Le titre m’a intrigué. Pourquoi ? La suppression de la démocratie dans le communisme soviétique, l’écroulement du communisme et de la social-démocratie, les reculs de grande ampleur de la démocratie dans le capitalisme et notamment dans sa dernière phase néolibérale, m’ont entraîné à aller voir ce qu’en pensent les anarchistes. Et puis, des anarchistes qui veulent s’appuyer sur le droit, voilà qui est intéressant. Je l’ai donc lu, mais suis resté sur ma faim. Ce livre est surtout écrit pour persuader les anarchistes que le droit est nécessaire. Il reste donc à écrire le livre que je voulais lire sur la vision anarchiste du droit, par rapport à d’autres conceptions du droit, ce qui pourrait intéresser le débat général et non pas tel ou tel groupuscule.

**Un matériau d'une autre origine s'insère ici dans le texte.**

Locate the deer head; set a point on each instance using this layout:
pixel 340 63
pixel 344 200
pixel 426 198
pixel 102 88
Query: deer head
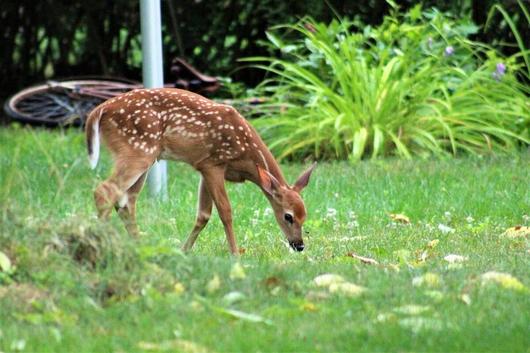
pixel 287 204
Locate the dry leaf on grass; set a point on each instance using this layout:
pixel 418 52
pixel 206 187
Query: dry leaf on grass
pixel 517 232
pixel 364 260
pixel 454 259
pixel 431 280
pixel 338 285
pixel 5 263
pixel 328 279
pixel 400 218
pixel 233 297
pixel 214 284
pixel 505 280
pixel 237 271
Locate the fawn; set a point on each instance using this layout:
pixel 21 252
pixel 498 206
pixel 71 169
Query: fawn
pixel 144 125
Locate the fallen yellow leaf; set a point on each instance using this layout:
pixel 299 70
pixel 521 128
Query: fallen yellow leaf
pixel 505 280
pixel 346 288
pixel 400 218
pixel 237 271
pixel 517 232
pixel 179 288
pixel 214 284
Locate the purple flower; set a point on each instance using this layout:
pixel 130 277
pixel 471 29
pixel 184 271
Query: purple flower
pixel 429 43
pixel 500 70
pixel 449 50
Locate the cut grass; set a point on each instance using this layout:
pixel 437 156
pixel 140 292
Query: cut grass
pixel 81 286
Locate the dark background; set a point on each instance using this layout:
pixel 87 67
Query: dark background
pixel 61 38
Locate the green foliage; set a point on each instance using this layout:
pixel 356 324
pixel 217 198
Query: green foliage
pixel 415 85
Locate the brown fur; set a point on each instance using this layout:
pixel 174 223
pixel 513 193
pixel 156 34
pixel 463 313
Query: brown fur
pixel 142 126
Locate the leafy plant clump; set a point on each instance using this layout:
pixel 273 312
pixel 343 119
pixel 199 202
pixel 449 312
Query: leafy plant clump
pixel 415 85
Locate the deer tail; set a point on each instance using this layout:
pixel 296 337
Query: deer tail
pixel 92 135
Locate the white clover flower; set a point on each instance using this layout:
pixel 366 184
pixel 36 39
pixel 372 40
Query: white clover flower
pixel 445 229
pixel 331 213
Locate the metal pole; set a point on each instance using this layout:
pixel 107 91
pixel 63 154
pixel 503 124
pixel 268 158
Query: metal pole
pixel 153 76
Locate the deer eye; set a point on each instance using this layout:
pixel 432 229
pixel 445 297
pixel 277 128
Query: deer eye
pixel 288 217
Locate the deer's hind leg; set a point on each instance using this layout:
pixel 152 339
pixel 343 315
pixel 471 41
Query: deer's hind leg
pixel 126 206
pixel 127 173
pixel 204 211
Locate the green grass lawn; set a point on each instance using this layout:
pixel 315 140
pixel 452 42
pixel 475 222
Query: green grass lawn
pixel 76 285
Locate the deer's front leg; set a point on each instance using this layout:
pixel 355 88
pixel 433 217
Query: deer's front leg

Tout d’abord, notre critique arrive dès le début du livre lorsque l’auteur fait son deuil de la disparition de l’anarchisme du mouvement ouvrier en acceptant que l’anarchisme « se concentre sur le changement de l’environnement sociétal existant ». Suit un exposé basé en grande partie sur la lutte contre « la hiérarchie, l’autorité, la contrainte, la discipline, l’injustice… dans la quotidienneté ». Cela nous paraît contradictoire avec la volonté du livre de se situer sur une perspective anticapitaliste.
Par ailleurs, dans le chapitre « Pluralisme du droit », l’auteur porte à l’incandescence son amour du small is beautiful lorsqu’il encense le droit en Micronésie, dans un univers précapitaliste mais présenté comme anti-autoritaire.
On pourra s’étonner de la glorification par l’auteur de la gestion par le contrat plutôt que par la loi. Ce qui est la tendance due néolibéralisme ! D’autant qu’il fait comme si le contrat était toujours choisi alors qu’il est souvent plus subi que choisi ! En fait le « droit anarchiste » , anti-étatique bien sûr, s’appuierait sur la médiation, sur un droit immanent et s’opposerait au droit étatique, déclaré hétéronome. La base en serait le mutuellisme (à ne pas confondre avec le mutualisme) proudhonien réalisé « entre égaux ». Mais on n’en saura pas plus sur la régulation et la façon de gérer les conflits inhérents à la nature humaine, notamment parce qu’il est proposé qu’ils soient réglés par un arbitre choisi par les deux parties!
Cependant, l’auteur aiguisera la curiosité du lecteur sur les positions de Kropotkine, en particulier sur les associations de bateliers sur les canaux. Dommage d’ailleurs que l’auteur ne détaille pas les positions respectives de Kropotkine et de Malatesta pour que cela puisse servir àdes propositions alternatives pour le 21e siècle ! Nous n’avons donc pas trouvé matière dans ce livre à nous aider à penser l’avenir. Nous en resterons donc au processus de la République sociale dotée d’une stratégie de l’évolution révolutionnaire guidée par la politique des trois regards (temps court, temps moyen et temps long).